Há qualquer coisa de estranho neste Presidente da República que fala sobre tudo e sobre nada, que parece ainda um candidato em campanha e que não perde uma oportunidade de amparar um governo de incertezas e de moralidade política controversa.
É certo que Marcelo Rebelo de Sousa goza de um alargado estado de graça, que tem a ver com a dinâmica da sua vitória presidencial e com o seu fascínio de décadas pelos microfones.
É certo, ainda, que tudo isto é o seu estilo pessoal e que contrasta muito com o anterior Presidente da República e também com praticamente todos os primeiros-ministros e ministros destes 42 anos de democracia (excepto, talvez, com Pinheiro de Azevedo).

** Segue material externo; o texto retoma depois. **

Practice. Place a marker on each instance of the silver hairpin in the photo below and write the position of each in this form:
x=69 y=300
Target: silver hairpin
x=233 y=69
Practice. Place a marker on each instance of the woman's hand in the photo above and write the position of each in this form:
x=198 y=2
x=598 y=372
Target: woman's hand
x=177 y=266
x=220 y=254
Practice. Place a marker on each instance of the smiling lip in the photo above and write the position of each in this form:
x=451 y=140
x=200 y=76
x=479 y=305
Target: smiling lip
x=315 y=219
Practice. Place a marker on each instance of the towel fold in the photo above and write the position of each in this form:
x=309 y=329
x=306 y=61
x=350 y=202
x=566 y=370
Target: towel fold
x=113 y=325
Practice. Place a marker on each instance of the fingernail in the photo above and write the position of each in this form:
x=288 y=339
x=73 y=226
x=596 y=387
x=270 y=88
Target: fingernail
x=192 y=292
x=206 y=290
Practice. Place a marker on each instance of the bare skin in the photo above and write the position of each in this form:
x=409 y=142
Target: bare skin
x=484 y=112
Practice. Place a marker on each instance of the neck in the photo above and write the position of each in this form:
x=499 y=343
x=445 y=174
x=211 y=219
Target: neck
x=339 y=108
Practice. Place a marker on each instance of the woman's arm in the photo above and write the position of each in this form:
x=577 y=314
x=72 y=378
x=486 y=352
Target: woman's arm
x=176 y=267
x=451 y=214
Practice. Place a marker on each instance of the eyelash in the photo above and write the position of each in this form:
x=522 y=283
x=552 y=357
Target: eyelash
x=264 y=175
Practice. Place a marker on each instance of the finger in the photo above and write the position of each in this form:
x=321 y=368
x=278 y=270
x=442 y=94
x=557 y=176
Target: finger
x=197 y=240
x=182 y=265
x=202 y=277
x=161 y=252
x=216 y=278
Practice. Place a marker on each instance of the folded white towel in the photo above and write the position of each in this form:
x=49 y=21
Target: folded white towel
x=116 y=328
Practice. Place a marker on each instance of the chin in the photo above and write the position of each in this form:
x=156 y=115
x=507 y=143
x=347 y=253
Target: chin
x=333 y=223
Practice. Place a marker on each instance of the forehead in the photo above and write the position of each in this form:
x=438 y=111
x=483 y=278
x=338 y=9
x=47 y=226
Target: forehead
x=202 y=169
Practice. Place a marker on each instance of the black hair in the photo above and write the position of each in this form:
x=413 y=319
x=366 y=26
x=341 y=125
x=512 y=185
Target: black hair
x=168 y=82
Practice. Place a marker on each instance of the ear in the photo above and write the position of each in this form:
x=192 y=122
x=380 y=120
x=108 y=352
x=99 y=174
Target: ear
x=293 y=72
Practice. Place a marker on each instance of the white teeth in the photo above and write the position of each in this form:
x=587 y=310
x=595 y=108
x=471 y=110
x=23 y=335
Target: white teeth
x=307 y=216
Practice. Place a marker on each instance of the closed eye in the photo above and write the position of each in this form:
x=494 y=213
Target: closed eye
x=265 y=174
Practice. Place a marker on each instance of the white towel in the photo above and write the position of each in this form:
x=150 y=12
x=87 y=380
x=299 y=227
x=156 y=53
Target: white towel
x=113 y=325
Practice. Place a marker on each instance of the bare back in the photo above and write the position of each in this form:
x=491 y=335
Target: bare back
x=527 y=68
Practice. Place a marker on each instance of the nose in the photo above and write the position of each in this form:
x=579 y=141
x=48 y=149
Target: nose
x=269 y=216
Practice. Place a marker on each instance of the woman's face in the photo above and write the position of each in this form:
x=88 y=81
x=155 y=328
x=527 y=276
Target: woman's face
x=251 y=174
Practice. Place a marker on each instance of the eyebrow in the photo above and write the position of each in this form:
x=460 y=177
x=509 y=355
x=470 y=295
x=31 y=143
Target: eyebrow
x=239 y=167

Mas, por outro lado, esta estranheza também faz pensar.
Marcelo Rebelo de Sousa é um indivíduo extraordinariamente (e intuitivamente) inteligente. E já deve ter feito um balanço muito privado deste seu desempenho, sendo de acreditar que, se o mantém, é porque ele não lhe suscita muitas reservas. Ou, então, até o está a fazer conscientemente. Por achar bem, e proveitoso.
E por esse motivo deve perceber que o Presidente da República está a mostrar que faz duas coisas que vão além das aparências. Não é uma mensagem (ou duas). É uma meta-mensagem, que cavalga a mensagem mais aparente.
Uma delas é o reforço de uma base de apoio popular e unipessoal.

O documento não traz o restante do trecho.